Et si l’on traitait l’onychophagie ? - Clinic n° 03 du 01/03/2018
 

Clinic n° 03 du 01/03/2018

 

PARAFONCTION

Malek GHORBEL*   Anice NECIBI**   Meriem NAHDI***   Omar MAROUANE****   Nabiha DOUKI*****  


*Résident en prothèse partielle amovible
Faculté de médecine dentaire
Faculté de médecine dentaire de Monastir (Tunisie)
**Résident en orthopédie dento-faciale
Faculté de médecine dentaire
Faculté de médecine dentaire de Monastir (Tunisie)
***Résident en orthopédie dento-faciale
Faculté de médecine dentaire
Faculté de médecine dentaire de Monastir (Tunisie)
**** Assistant en odontologie conservatrice
et restauratrice
Service de médecine dentaire
Centre hospitalo-universitaire Sahloul, Sousse (Tunisie)
*****Professeur en odontologie conservatrice
et restauratrice
******Chef du Service de médecine dentaire
Centre hospitalo-universitaire Sahloul,
Sousse (Tunisie)

L’onychophagie est définie comme l’acte de se ronger les ongles, le plus souvent observée chez l’adolescent et l’adulte jeune. Cette habitude peut entraîner de nombreux problèmes médicaux et dentaires. Malheureusement, elle reste de nos jours un problème non résolu aussi bien sur le plan médical que dentaire.

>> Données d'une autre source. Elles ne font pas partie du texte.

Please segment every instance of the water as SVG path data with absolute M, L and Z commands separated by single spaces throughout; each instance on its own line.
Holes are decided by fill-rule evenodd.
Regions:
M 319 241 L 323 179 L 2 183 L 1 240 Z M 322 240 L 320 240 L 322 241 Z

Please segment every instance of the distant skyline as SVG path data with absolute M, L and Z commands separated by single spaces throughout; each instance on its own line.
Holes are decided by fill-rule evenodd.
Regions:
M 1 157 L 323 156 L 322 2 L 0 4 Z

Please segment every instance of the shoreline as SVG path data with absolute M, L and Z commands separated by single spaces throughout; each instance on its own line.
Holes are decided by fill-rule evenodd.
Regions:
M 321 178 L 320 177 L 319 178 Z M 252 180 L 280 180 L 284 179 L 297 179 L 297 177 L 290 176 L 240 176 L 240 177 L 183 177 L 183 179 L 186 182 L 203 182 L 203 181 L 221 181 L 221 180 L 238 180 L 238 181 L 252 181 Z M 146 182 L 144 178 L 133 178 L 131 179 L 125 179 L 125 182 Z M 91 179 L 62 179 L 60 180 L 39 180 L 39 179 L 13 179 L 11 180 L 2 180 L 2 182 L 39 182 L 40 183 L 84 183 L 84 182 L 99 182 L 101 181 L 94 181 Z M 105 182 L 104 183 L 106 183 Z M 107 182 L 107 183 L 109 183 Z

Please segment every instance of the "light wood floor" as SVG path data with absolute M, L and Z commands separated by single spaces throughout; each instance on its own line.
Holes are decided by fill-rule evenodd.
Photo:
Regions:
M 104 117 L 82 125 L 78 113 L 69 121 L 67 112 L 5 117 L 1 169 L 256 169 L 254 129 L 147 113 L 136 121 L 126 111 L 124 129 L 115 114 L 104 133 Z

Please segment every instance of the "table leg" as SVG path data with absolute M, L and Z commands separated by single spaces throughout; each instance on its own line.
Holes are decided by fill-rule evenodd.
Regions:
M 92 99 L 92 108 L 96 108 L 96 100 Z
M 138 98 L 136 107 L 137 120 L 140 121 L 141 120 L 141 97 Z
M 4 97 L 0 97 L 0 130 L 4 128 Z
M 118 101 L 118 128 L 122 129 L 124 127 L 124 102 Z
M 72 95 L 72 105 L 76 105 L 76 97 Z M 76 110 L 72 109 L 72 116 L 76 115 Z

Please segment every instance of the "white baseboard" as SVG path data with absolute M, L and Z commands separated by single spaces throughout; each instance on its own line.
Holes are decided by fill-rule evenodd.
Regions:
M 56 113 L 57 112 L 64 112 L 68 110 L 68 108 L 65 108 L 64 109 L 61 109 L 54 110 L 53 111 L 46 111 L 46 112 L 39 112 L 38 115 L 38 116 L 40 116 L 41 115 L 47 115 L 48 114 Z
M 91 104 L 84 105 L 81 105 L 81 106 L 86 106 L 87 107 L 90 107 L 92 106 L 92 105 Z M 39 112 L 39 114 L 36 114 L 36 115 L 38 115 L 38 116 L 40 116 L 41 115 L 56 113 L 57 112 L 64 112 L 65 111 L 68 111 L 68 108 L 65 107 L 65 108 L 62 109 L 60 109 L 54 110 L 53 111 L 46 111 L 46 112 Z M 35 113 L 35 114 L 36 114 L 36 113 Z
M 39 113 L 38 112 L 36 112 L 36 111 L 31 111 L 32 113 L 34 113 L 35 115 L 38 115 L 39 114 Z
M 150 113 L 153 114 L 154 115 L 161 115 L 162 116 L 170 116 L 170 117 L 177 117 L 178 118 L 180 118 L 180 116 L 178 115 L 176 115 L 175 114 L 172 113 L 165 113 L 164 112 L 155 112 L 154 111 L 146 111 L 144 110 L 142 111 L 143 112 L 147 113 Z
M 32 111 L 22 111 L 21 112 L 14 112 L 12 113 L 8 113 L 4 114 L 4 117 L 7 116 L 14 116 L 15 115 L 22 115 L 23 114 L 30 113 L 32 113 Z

Dans cet article, un appareillage fixe non punitif utilisant un fil rond torsadé en acier inoxydable collé de canine à canine à l’arcade mandibulaire est proposé comme traitement de l’onychophagie. Il a été utilisé avec succès sur une patiente et qui l’a porté durant 1 mois et qui, après sa dépose et avec un recul de 9 mois, en a été entièrement satisfaite.

L’onychophagie est l’acte de se ronger les ongles. Bien que peu d’études renseignent sur la fréquence de cette habitude, certaines généralités existent [1].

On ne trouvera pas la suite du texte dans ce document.